Manifesto of the Project

An ethical foundation for society, politics, and the economy

1. Introduction: What is the project about?

A project is not a system. Not an ideology. Not an answer to everything.
It is based on a fundamental principle – the Logos, which precedes all political, legal, and economic thought.
From this Logos, responsibility, freedom, and justice are derived – not the other way around.

The project is therefore an invitation to rethink our world – starting from the human being.

2. The Logos: Thinking from the human being

The human being is not a means to an end. Not a production factor. Not a voting unit. Not a cost item.
He is the origin and the goal of every legitimate order.

It is not the state that grants rights to the human being – rather, human dignity defines what a state may be.
It is not the system that determines justice – justice determines whether a system has the right to exist.

The project aims to ethically ground this order:
Not through dogma, but through insight.
Not through power, but through mutual respect.
Not through obedience, but through shared responsibility.

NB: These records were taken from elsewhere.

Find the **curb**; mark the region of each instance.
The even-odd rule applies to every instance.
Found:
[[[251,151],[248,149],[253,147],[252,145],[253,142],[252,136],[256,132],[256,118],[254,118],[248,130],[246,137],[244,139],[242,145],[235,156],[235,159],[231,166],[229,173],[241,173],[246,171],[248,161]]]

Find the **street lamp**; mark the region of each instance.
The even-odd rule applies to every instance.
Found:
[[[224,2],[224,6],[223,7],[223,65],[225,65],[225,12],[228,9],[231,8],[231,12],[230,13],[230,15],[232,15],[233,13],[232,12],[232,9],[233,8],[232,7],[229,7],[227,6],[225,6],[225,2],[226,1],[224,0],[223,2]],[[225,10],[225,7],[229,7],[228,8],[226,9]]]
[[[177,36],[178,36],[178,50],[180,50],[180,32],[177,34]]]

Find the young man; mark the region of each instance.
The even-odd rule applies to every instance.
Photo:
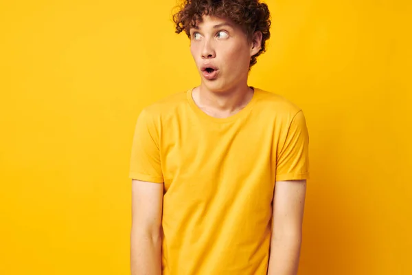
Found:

3. The Starting Point: Life itself

Every person has the right to live – without prior obligation, without conditions.

  • A right to sustenance without being forced to work.
  • A right to participation without the duty to conform.
  • A right to dignity – regardless of market value, origin, or performance.

These rights are not abstract, but concrete.
They concern income, education, justice, health care, housing, time, language, participation.
They affect everyday life – and the conditions that make it possible.

4. The Guiding Principles of the Project

  1. Freedom begins with the freedom to say no.
    Anyone who cannot say “no” is not free. Freedom therefore needs material security, alternatives, and self-respect.
  2. Justice is not a state, but a conversation.
    Justice does not arise through uniformity, but through fair, transparent, and understandable negotiation processes.
  3. Responsibility is voluntary – or it is not responsibility.
    True responsibility grows from insight, not fear or coercion. It is not moral pressure but an ethical response to connectedness.
  4. The state is an enabler, not a ruler.
    It moderates conflicts, secures fundamental rights, protects the weak – but it must not become the purpose of life.
  5. Work is an expression – not a condition – of life.
    People work to create, to give, to express themselves – not to earn their existence.
  6. The economy exists for people – not the other way around.
    Capital, technology, and markets are means. They must serve the goal: a dignified, free, and social life.
  7. Society begins with encounter at eye level.
    Not dominance, not leadership, not submission – but conversation, trust, and mutual respect are the beginning of every just order.

5. Conclusion: The Beginning

The project is not a blueprint.
It is a beginning.
A space for thoughts, questions, possibilities.

It is not a law. Not a program. Not a party.
It is a Logos.
A quiet promise:

That it is possible to imagine a society – not against the human being, but for them.